The vendor will make its appliance and software generally available next Monday. The data reduction package includes...
the Ocarina Optimizer, the Ocarina Reader and the Ocarina Manager. The Optimizer performs the compression functions, the Reader decompresses files for viewing and the Manager is the user interface.
The Ocarina Reader is a software agent that can be installed on workstations or servers in order to unroll files the Optimizer has compressed for later viewing. The Reader is needed to restore optimised files, and any Reader in any location can be used to read any file in Ocarina format.
The Optimizer and the Reader can be used with CIFS and NFS file systems on both monolithic or clustered NAS systems and support about 100 proprietary file formats, including Microsoft Office, video and image files.

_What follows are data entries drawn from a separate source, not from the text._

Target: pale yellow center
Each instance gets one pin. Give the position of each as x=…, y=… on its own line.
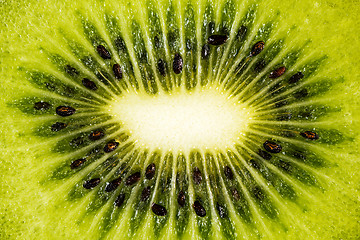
x=182, y=121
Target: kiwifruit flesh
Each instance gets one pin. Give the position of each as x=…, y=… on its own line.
x=179, y=119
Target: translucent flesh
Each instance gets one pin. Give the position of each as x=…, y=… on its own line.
x=32, y=209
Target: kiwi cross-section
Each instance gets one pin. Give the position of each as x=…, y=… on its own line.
x=180, y=120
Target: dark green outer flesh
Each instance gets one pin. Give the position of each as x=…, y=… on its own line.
x=27, y=207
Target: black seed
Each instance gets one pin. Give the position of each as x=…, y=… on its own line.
x=111, y=186
x=77, y=163
x=119, y=200
x=96, y=135
x=181, y=198
x=89, y=84
x=150, y=171
x=235, y=194
x=260, y=65
x=158, y=209
x=205, y=51
x=301, y=94
x=197, y=175
x=199, y=209
x=222, y=210
x=91, y=183
x=145, y=195
x=254, y=164
x=162, y=67
x=257, y=48
x=285, y=165
x=264, y=155
x=58, y=126
x=272, y=147
x=310, y=135
x=71, y=71
x=177, y=63
x=76, y=142
x=284, y=117
x=296, y=77
x=228, y=173
x=65, y=111
x=277, y=72
x=50, y=86
x=299, y=155
x=103, y=52
x=134, y=178
x=241, y=33
x=111, y=146
x=42, y=105
x=281, y=103
x=258, y=193
x=117, y=71
x=217, y=39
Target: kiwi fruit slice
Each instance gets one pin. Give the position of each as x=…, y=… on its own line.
x=179, y=119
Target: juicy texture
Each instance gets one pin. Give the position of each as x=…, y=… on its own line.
x=30, y=217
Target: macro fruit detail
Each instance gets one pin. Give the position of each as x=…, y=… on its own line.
x=181, y=120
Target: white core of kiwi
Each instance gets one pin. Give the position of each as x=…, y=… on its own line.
x=206, y=118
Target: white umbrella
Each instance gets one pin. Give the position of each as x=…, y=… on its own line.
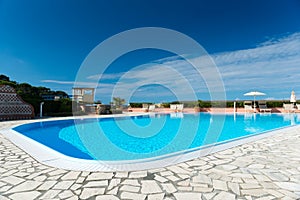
x=293, y=97
x=254, y=94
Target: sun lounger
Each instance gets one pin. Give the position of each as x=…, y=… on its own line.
x=176, y=107
x=173, y=107
x=151, y=108
x=179, y=108
x=145, y=107
x=248, y=106
x=262, y=105
x=288, y=107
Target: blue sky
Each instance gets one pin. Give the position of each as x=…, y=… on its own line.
x=255, y=44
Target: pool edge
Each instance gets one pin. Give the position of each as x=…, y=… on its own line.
x=50, y=157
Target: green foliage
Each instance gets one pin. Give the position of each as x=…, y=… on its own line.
x=137, y=105
x=4, y=78
x=33, y=96
x=204, y=104
x=118, y=102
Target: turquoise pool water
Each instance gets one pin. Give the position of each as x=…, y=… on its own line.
x=129, y=138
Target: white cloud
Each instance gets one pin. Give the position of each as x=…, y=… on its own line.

Tackling pre-compressed and multimedia files
Once the machine has copied a file out of the primary data store, it pulls apart the file to extract the component objects. For example, a PowerPoint file could be broken down into text and .jpg or .png graphics. From there, each storage object is compressed, and redundant objects are consolidated across files. Finally, the Ocarina box returns the optimised file back to the primary storage device. The data is protected against corruption with a set of checksum algorithms inserted into the header of each file.

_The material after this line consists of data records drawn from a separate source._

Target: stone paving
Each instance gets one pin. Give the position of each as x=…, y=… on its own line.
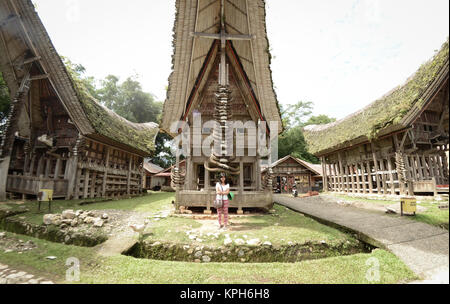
x=12, y=276
x=423, y=248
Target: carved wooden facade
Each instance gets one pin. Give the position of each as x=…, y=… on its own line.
x=290, y=171
x=57, y=136
x=409, y=155
x=209, y=35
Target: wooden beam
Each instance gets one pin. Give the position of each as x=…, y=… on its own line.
x=363, y=177
x=105, y=174
x=93, y=184
x=86, y=183
x=375, y=161
x=7, y=20
x=369, y=177
x=341, y=171
x=383, y=176
x=391, y=175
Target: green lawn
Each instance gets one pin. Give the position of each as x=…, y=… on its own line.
x=152, y=202
x=124, y=269
x=433, y=215
x=279, y=228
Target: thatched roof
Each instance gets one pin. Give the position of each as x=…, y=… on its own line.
x=393, y=112
x=191, y=55
x=152, y=168
x=316, y=169
x=26, y=36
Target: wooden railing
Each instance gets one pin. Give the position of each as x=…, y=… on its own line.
x=32, y=184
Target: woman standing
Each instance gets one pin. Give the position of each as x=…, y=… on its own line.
x=222, y=190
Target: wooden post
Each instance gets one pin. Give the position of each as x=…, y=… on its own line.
x=33, y=161
x=40, y=168
x=77, y=184
x=383, y=176
x=57, y=169
x=375, y=161
x=69, y=174
x=341, y=171
x=130, y=164
x=86, y=183
x=241, y=185
x=358, y=179
x=93, y=184
x=391, y=175
x=420, y=167
x=258, y=173
x=325, y=175
x=426, y=168
x=105, y=174
x=369, y=177
x=48, y=165
x=363, y=177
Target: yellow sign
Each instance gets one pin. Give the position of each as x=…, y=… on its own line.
x=408, y=205
x=45, y=195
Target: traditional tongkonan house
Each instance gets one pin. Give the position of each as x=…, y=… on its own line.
x=396, y=145
x=149, y=180
x=57, y=136
x=290, y=171
x=221, y=72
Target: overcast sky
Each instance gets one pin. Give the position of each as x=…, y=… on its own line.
x=339, y=54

Ocarina claims a 10:1 data reduction ratio, an improvement on standard compression technologies that usually hit a ratio of about 2:1. It achieves that ratio by pulling apart standard file formats, many of which are natively compressed, and applying proprietary algorithms to further compress the objects within those files. These algorithms also make it possible to create a three-dimensional cube of numeric values to represent a photo or video image.
"So if you take some photos on a day at the beach, our algorithms will be able to look for similar boundaries, such as light levels, that it's seen before," said Carter George, Ocarina vice president of products. "It's like computer vision."
European photo-sharing site expects to save 200 TB
So far, Ocarina has one publicly-named user in the Web 2.0 multimedia market and claims more big names in that space are testing the product. Graham Hobson, chief technology officer of Photobox, a photo sharing and printing site, said his company has been testing Ocarina products since their pre-alpha stage two years ago. He intends to put them into production next week.
Hobson said that for the first six years after the company was founded in 2000, the cost of data storage fell each year at a rate that kept up with Photobox's capacity growth. But about two years ago, that trend stopped. "We're dealing with bigger files now," Hobson said. The monthly cost of rack space in the company's co-location data centres in Europe has increased around fourfold because of increasing energy prices.
Photobox currently has about 800 TB of capacity on Isilon clustered NAS systems, with about 600 TB used. "At this rate, without data reduction, we'll exhaust that capacity in the next three months," according to Hobson. With Ocarina, the company is hoping to make that capacity last through September, a savings of about 200 TB.
Primary data reduction still a bleeding-edge market
Ocarina is not the first to market with a data reduction product for primary storage. Storwize also compresses data on primary NAS systems. However, Storwize sits in the data path and passes through files it can't optimise. The Storwize appliance is also needed to recover data, and a separate Storwize appliance is needed to receive and restore data at secondary sites.
Ocarina is using this difference between the products to market itself as less risky than Storwize's "bump in the wire" approach, something Hobson said gave him more confidence in the Ocarina product.
But Ocarina's data reduction isn't for everyone. In addition to worries about data corruption that secondary storage data deduplication makers have also faced, Ocarina's "computer vision" means it is literally reading files, a big risk for a security-conscious environment.